While system resilience is the ultimate goal of the GMLC RDS project, the utility industry has not yet coalesced around specific metrics for resiliency. Often, IEEE-1366 metrics for reliability are used as a proxy for resiliency. For the RDS project, the key indicator of resilience will be how long the critical end-use loads can be served. The field demonstration will exhibit this resiliency through increased operational flexibility, as measured by the following:

• Autonomy: Each segment on a distribution system will have the ability to support a level of autonomous operations, coordinated with the DMS
• Coordinated Control: DERs will be able to make local high speed decisions that will support the centralized systems that have access to a wider range of informatio
• Distributed DER Intelligence: DERs will be engaged as active elements to support the segment-based operation of the system
• Dynamic network configuration: The system is able to recognize, validate, and evaluate the specifications of new devices as well as compensate for those that cease to operate or communicate

By showing that distributed intelligence can provide reliable operations across all types of devices — regardless of communication protocols — the project aspires to enable the proliferation of edge capabilities on the distribution network while increasing its resiliency. The success of the field deployment and validation of resilience increases will drive adoption of OpenFMB on other circuits at Duke and contribute to other utilities embracing the OpenFMB framework in their operational control architectures.

OpenFMB Users Group Contributions
The OpenFMB UCA International Users Group (UCAIug) has conducted its work in parallel with the GMLC project. Additionally the North American Energy Standards Board (NAESB) successfully ratified the OpenFMB RMQ.26 standard, which was recently updated in January 2020 to incorporate enhancements in cyber security, publish/subscribe protocols, and interoperability best practices. Contact [email protected] to obtain the latest revision of the OpenFMB standard.

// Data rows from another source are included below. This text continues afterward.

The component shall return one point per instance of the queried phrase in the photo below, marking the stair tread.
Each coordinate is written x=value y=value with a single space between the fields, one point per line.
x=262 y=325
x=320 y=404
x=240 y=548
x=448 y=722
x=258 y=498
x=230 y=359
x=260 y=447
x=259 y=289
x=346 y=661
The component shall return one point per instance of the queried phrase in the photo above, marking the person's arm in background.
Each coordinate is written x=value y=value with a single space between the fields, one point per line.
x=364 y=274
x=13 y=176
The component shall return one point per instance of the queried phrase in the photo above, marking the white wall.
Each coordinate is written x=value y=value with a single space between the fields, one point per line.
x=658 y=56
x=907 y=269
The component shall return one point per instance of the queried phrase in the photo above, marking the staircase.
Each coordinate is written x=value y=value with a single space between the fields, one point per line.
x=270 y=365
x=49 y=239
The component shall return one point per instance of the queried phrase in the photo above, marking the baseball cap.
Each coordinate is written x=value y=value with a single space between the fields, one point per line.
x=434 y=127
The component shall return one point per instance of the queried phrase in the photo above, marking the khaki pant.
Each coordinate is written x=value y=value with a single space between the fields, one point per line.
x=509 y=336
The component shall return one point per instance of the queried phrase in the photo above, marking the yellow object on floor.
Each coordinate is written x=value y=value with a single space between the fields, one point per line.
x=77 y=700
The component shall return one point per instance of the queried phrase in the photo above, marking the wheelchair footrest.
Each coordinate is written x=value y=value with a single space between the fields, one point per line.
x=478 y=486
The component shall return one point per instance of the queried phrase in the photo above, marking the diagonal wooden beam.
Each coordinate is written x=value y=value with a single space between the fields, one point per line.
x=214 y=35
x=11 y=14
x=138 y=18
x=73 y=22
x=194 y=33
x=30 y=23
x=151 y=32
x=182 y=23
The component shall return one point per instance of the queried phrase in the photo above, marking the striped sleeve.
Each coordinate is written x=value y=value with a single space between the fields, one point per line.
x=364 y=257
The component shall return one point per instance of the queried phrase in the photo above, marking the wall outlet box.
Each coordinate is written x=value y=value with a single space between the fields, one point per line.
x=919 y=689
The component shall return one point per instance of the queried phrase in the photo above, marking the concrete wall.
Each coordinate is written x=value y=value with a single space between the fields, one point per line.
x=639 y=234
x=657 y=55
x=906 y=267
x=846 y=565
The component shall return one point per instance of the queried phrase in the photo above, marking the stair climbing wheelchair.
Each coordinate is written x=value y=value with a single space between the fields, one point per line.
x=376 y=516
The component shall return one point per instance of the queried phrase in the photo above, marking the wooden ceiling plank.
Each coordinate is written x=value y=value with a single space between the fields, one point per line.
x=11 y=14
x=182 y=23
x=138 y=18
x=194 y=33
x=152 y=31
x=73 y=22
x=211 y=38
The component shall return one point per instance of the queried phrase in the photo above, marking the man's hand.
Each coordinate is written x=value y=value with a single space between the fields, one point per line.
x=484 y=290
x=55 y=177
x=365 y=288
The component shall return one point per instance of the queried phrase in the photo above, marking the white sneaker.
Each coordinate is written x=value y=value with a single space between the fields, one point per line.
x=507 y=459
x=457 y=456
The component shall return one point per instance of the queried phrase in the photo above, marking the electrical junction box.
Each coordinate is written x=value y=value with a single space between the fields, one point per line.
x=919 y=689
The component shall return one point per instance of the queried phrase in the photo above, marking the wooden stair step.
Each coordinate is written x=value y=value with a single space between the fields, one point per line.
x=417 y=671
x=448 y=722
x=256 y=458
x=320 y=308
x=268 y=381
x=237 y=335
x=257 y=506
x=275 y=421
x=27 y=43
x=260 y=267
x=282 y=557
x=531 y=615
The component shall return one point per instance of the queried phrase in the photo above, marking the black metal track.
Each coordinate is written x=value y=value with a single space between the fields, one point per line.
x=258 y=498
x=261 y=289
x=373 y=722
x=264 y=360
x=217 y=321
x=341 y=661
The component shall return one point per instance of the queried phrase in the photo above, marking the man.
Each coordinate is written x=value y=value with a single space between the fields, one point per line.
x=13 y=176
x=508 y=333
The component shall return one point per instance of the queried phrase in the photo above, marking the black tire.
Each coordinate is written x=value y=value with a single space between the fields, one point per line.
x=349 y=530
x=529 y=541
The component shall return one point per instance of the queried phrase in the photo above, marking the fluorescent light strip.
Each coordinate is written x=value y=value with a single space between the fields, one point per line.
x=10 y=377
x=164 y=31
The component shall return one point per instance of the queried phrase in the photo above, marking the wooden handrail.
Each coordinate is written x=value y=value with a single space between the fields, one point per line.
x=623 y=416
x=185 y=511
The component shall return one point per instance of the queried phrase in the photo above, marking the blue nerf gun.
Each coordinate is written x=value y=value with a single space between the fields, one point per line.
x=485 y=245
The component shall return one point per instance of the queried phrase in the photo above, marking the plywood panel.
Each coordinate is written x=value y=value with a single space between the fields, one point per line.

The UCA OpenFMB users group also has an active Use Case Subcommittee and Testing Subcommittee which contribute and govern open source artifacts. Some of these artifacts include a DER Circuit Segment Management Use Case, Gateway Test Procedure, and Publish-Subscribe Cyber Validation Test Procedure, which are all being incorporated into the GMLC project’s field validation plans. In addition to continuing efforts to support OpenFMB adoption in the utility industry, the UCAIug OpenFMB users group has plans to establish an OpenFMB testing and certification program. This program aims to qualify the first commercial OpenFMB accredited test lab next quarter, and to begin certification of early adopter OpenFMB compliant products.

Final Steps to Field Validation
While the IAP is being finalized, Duke is moving forward with procurement and deployment of devices such as automated reclosers and relays on impacted circuits. Duke is also planning to include a 5 MW/5 MWh battery as part of the Anderson Civic Center microgrid. This battery will be capable of providing grid services during normal conditions as well as back-up power to the Anderson Civic Center when in island mode due to emergency events. Once an interconnection agreement for the microgrid is in place, Duke can move forward with the remaining equipment installation.

The project team expects to finalize and approve the IAP in Q1 2021. Field validation testing can then begin and would be completed shortly after. All project results including findings from the field validation will then be compiled and reported to DOE by September 30, 2021.